6. TBPN’s Big News: Partnership with Creative Artists Agency (CAA)
[28:26–29:34]
- TBPN x CAA:
- Announcement of partnership with CAA in true “Hollywood mode.”
- "We are officially signed with CIA. We went Hollywood Mode. That's very exciting." — John [28:26]
- "The Creative Artists Agency, sort of the anthropic of agencies." — John [28:53]
- Parallels drawn between AI lab founder wars and CAA’s own “rebellious” founding story.
- Announcement of partnership with CAA in true “Hollywood mode.”
Notable Quotes & Timestamps
- “[Kling AI] has some really strong characteristics in motion control and in physics simulations.” — John Coogan [05:18]
- “They're firing unks over there. That's what's happening. They're firing.” — John Coogan [08:19]
- “Kuaishou is pushing out junior workers in their mid-30s... code names to age discrimination. That's insane.” — Tyler [09:12]
- “Do you think this was a three hour talent acquisition process...? It seemed like they were talking before.” — John & Tyler [14:20–14:48]

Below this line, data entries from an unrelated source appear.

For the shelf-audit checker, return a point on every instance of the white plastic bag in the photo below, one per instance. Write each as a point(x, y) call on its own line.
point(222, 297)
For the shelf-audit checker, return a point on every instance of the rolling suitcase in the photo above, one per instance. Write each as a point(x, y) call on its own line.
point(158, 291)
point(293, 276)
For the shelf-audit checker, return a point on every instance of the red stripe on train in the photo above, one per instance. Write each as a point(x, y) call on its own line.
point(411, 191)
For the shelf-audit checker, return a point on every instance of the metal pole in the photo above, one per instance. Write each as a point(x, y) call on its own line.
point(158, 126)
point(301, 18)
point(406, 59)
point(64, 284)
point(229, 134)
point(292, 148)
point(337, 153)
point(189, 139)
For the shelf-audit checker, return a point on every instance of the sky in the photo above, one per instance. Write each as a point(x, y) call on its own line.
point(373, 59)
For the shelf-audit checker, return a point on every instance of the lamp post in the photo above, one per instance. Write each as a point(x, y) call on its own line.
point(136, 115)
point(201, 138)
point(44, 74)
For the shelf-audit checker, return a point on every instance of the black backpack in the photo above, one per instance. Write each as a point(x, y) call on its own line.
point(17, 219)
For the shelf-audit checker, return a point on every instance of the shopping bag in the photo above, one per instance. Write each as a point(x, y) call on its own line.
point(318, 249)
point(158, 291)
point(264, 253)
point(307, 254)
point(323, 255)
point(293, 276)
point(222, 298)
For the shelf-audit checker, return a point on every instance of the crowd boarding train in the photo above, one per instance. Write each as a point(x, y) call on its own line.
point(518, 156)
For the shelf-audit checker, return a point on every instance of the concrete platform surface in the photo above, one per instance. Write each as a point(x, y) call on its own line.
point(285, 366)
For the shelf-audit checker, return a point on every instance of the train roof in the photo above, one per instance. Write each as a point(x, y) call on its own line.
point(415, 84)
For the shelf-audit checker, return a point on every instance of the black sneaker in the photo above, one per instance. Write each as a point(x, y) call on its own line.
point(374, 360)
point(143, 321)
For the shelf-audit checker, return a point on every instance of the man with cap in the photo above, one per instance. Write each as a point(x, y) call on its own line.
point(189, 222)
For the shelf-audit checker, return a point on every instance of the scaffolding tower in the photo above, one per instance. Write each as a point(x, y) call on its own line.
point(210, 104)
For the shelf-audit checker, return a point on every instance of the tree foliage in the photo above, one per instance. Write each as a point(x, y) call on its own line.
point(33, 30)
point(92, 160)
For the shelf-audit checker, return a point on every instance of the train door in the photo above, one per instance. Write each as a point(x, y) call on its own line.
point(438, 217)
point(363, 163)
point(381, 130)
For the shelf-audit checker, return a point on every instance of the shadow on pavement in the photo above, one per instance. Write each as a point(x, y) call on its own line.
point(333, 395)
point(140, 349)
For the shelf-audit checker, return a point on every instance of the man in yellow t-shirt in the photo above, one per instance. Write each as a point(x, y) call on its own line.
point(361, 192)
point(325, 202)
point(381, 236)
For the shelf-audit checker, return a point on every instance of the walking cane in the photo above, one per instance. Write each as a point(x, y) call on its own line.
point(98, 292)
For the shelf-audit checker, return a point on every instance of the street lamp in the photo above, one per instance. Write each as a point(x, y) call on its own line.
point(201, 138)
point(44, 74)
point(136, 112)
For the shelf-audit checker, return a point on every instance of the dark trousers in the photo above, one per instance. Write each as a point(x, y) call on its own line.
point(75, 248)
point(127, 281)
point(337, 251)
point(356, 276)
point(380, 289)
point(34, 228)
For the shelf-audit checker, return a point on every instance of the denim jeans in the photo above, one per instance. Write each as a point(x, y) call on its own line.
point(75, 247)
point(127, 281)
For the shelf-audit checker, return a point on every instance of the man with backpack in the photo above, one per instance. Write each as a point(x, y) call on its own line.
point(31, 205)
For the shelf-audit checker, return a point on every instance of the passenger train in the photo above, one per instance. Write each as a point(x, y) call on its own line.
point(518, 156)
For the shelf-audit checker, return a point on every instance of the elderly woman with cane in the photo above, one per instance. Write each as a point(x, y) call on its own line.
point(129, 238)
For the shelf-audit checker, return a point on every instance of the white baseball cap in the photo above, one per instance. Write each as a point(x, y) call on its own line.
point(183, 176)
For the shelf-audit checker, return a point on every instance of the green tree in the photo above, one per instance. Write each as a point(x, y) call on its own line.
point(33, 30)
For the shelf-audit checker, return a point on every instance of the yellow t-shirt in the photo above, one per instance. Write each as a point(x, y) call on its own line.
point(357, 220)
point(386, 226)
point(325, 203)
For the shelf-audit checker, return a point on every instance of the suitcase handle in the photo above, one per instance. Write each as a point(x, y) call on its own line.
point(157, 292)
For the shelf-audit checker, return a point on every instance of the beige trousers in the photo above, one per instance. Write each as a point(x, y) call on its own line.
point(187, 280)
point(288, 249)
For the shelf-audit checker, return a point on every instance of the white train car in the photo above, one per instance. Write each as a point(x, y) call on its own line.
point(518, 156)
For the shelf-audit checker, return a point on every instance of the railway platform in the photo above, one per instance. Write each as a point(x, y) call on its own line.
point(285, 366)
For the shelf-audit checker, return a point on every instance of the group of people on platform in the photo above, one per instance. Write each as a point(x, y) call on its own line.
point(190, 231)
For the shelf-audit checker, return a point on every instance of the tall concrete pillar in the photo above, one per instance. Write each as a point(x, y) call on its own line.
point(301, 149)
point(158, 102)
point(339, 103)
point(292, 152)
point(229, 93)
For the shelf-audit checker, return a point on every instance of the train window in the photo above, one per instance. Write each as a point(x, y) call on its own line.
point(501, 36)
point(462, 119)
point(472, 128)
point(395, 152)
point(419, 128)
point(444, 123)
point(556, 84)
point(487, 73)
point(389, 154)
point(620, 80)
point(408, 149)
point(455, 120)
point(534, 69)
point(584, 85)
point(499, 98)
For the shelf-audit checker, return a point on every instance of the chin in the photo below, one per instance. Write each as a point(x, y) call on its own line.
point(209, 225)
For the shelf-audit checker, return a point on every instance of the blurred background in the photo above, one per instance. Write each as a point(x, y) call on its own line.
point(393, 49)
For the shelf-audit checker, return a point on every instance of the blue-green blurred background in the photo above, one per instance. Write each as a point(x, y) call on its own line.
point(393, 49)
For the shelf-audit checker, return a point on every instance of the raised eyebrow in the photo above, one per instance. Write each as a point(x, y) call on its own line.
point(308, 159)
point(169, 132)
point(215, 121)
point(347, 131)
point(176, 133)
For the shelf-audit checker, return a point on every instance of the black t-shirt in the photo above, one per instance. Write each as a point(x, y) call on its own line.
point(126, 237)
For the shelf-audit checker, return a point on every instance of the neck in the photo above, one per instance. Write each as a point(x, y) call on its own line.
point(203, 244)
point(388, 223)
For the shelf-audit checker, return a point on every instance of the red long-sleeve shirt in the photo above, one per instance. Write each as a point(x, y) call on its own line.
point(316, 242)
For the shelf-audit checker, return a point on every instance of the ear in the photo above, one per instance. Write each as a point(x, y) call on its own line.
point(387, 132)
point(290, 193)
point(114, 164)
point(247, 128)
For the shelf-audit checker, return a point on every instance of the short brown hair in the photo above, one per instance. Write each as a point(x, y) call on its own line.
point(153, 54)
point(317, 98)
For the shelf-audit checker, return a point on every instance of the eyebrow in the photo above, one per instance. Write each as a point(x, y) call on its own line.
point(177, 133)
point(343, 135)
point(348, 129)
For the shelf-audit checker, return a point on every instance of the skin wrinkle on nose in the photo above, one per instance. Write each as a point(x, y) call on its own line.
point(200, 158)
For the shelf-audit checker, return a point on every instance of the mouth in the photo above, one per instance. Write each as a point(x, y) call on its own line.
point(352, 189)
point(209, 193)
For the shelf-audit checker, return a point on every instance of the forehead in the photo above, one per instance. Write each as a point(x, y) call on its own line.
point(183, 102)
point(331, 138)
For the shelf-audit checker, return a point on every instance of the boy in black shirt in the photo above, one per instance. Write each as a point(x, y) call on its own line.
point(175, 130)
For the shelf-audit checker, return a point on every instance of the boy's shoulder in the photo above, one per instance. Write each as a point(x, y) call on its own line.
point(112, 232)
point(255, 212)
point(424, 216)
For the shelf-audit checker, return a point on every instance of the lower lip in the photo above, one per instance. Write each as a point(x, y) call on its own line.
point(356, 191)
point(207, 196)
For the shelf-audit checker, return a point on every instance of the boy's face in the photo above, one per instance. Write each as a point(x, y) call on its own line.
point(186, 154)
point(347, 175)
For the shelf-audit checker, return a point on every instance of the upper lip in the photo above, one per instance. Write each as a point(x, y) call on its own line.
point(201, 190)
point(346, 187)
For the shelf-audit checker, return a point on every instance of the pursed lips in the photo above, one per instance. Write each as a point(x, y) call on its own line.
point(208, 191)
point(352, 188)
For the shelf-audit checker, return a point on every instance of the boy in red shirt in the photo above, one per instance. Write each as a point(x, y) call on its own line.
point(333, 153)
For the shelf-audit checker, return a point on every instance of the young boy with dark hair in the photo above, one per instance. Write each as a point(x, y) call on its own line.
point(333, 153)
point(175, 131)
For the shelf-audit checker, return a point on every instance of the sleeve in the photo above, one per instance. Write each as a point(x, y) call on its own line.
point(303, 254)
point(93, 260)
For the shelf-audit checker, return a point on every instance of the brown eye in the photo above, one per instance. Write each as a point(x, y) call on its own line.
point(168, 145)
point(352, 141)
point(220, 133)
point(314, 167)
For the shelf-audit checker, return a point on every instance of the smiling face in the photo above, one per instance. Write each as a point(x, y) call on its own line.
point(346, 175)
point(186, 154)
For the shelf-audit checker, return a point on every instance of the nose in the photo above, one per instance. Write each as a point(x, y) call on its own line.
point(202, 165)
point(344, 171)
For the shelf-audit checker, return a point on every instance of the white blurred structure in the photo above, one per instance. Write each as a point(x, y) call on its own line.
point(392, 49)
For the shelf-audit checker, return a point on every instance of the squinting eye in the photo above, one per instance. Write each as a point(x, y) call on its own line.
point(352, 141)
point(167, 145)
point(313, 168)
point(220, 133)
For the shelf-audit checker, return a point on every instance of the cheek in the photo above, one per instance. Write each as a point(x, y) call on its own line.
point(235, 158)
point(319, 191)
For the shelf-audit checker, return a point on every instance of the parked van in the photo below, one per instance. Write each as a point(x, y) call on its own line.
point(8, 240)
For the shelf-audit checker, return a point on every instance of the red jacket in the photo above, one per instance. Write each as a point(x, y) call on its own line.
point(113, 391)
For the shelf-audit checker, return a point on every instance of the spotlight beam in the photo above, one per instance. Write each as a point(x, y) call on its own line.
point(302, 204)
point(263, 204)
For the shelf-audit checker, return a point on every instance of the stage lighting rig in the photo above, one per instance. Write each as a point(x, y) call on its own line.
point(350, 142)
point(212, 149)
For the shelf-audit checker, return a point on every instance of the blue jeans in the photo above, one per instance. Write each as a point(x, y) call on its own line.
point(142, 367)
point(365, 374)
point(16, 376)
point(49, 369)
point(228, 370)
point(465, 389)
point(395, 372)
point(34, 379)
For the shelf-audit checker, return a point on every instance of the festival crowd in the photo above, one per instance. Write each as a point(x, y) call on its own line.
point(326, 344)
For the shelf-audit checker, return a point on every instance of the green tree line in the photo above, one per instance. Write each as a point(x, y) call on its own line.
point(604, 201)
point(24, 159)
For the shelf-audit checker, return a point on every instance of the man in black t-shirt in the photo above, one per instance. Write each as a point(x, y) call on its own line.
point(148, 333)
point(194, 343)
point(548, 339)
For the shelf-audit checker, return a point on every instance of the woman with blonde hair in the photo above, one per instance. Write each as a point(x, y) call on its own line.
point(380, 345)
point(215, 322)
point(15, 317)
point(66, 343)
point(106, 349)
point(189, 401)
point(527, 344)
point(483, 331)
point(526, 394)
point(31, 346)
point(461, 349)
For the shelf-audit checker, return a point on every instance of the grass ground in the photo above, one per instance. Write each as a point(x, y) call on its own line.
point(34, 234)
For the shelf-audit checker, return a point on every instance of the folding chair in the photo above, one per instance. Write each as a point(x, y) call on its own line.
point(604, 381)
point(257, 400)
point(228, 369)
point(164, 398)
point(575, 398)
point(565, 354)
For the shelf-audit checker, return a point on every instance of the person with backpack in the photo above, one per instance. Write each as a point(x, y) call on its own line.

- “You gotta take a little responsibility.” — Tyler [17:09]
- “Relationship disclosures need to go beyond romantic… If you’re just broing down with people...” — John [18:01]
- “Are there just going to be no junior jobs in like five years or are they just going to be like…” — Scott [21:50]
- “My only regret … I bought them a Mercedes S Class … a billion-dollar car.” — John [26:19]
Key Timestamps for Important Segments
- Kling AI and Kuaishou Overview: [00:02–07:00]
- China's Aging Tech Workforce Problem: [07:00–12:00]
- ThinkingMachine Drama: [12:00–19:20]
- AI, Productivity, and Job Loss: [19:20–26:00]
- Jensen Huang Story / Sweet Pea Earbuds: [26:00–28:25]
- TBPN x CAA Announcement and Parallels: [28:26–29:34]
Tone & Style
TBPN maintains its characteristic blend of enthusiasm, skepticism, and sarcastic tech commentary. The hosts mix concrete reporting, clever analogies (“the anthropic of agencies”), and humor, making dense tech news lively and digestible.
A must-listen episode for those tracking the evolving intersection of Chinese tech innovation, global AI talent wars, and the shifting landscape of creative, white-collar work in the AI era.